Can someone help me with the following question, I know that for a subset to be compact it must be closed and bounded, but i'm not sure how to show that for this case.
Let $(X,\|\cdot\|)$ be a normed linear space
$$S(0,r)=\{x\in X:\|x\|=r\}\subset X $$
Show by an example what $S(0,r)$ is in general not compact.
On
Not all closed bounded subsets of normed space are compact. In particular
If a normed space is not metrically complete (e.g. it has some Cauchy sequences that do not converge within the space) then it has some closed and bounded subsets that are not compact.

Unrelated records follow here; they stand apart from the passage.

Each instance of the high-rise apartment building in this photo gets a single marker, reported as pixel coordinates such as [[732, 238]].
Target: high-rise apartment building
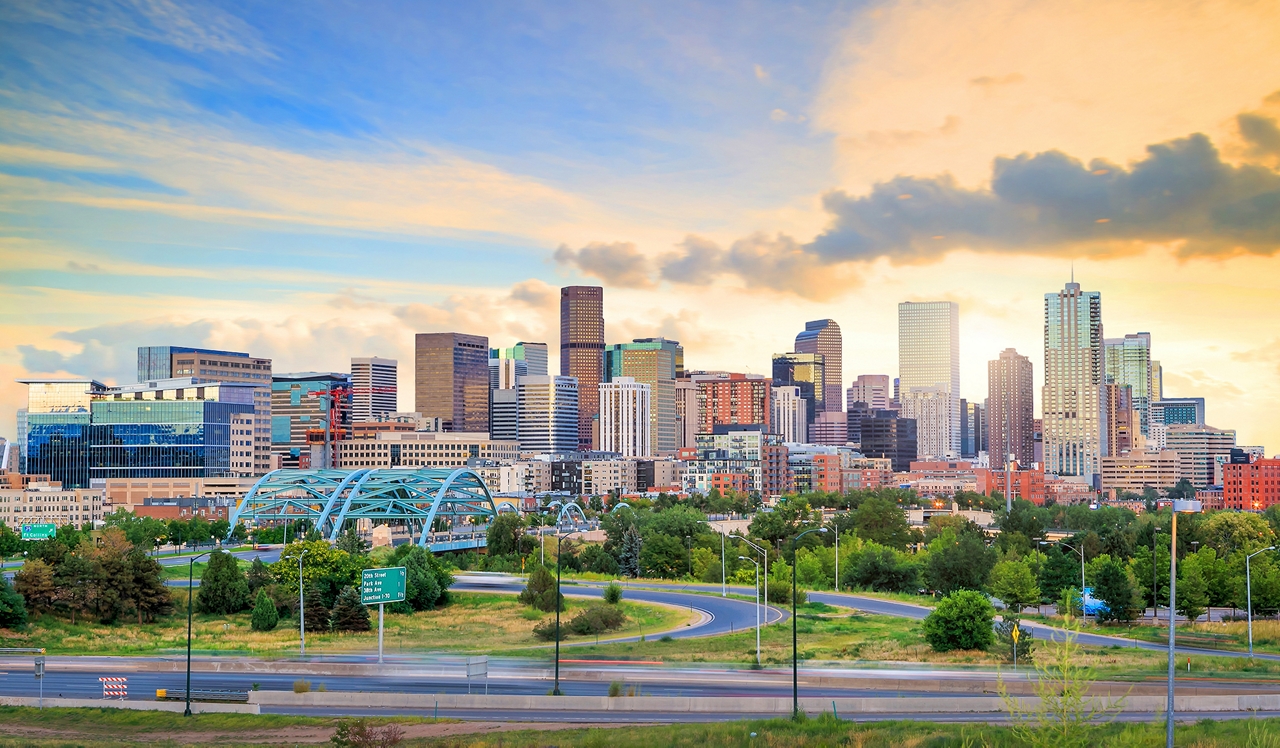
[[928, 361], [822, 337], [451, 379], [548, 420], [789, 414], [625, 425], [805, 372], [874, 390], [583, 351], [654, 364], [1128, 363], [1072, 401], [373, 388], [1010, 409]]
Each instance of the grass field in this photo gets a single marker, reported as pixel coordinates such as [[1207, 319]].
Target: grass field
[[503, 621], [48, 728]]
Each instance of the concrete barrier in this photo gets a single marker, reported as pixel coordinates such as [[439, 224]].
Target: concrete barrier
[[727, 706], [108, 703]]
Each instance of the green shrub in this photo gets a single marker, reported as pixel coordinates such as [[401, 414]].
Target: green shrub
[[265, 616], [963, 620]]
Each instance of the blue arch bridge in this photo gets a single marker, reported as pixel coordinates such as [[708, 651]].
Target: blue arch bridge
[[443, 509]]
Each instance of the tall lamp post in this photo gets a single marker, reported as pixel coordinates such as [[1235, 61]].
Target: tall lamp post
[[560, 539], [302, 615], [1248, 593], [191, 583], [757, 607], [795, 655], [1184, 506]]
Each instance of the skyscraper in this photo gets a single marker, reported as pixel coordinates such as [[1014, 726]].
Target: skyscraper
[[373, 388], [1010, 409], [625, 427], [928, 363], [1074, 374], [874, 390], [451, 379], [583, 351], [1128, 361], [823, 337]]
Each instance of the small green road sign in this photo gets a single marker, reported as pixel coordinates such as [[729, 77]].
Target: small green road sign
[[378, 585], [39, 532]]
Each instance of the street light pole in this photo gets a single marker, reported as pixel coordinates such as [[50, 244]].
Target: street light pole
[[757, 607], [1248, 593], [191, 582], [302, 615], [795, 655]]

If a normed space is infinite-dimensional it can have closed bounded subsets that are not compact.
On of the simplest examples is the Hilbert space $\ell^2$ consisting of all infinite sequences $(c_k)_{k=1}^\infty$ for which $\sum_{k=1}^\infty |c_k|^2 < \infty.$ In that space the set $\{ (0,\ldots,0,1,0,0,\ldots), \ldots \}$ of all vectors having a single component equal to $1$ and the rest equal to $0$ is a closed bounded set that is not compact. To see that, just cover each such point with an open ball of radius $1/10,$ and there you have an open cover with no finite subcover. And it is a subset of $S(0,1),$ which is therefore a closed bounded set that is not compact.
The compactness criterion (being closed and bounded) holds for subsets of $\mathbb{R}^n$, but not in general.
As an example, consider the space $X$ of all bounded sequences of ral numbers, with the norm $\bigl\|(x_n)_{n\in\mathbb N}\bigr\|=\sup_{n\in\mathbb N}|x_n|$. Tnen $S(0,r)$ is not compact (although closed and bounded). In fact, consider the sequence $\bigl(x(n)\bigr)_{n\in\mathbb N}$ of elements of $X$ thus defined:$$x(n)_k=\begin{cases}r&\text{ if }k=n\\0&\text{ otherwise.}\end{cases}$$This sequence has no convergent subsequence, since$$(\forall m,n\in\mathbb{N}):m\neq n\implies\bigl\|x(m)-x(n)\bigr\|=r.$$ Therefore, $S(0,r)$ is not compact.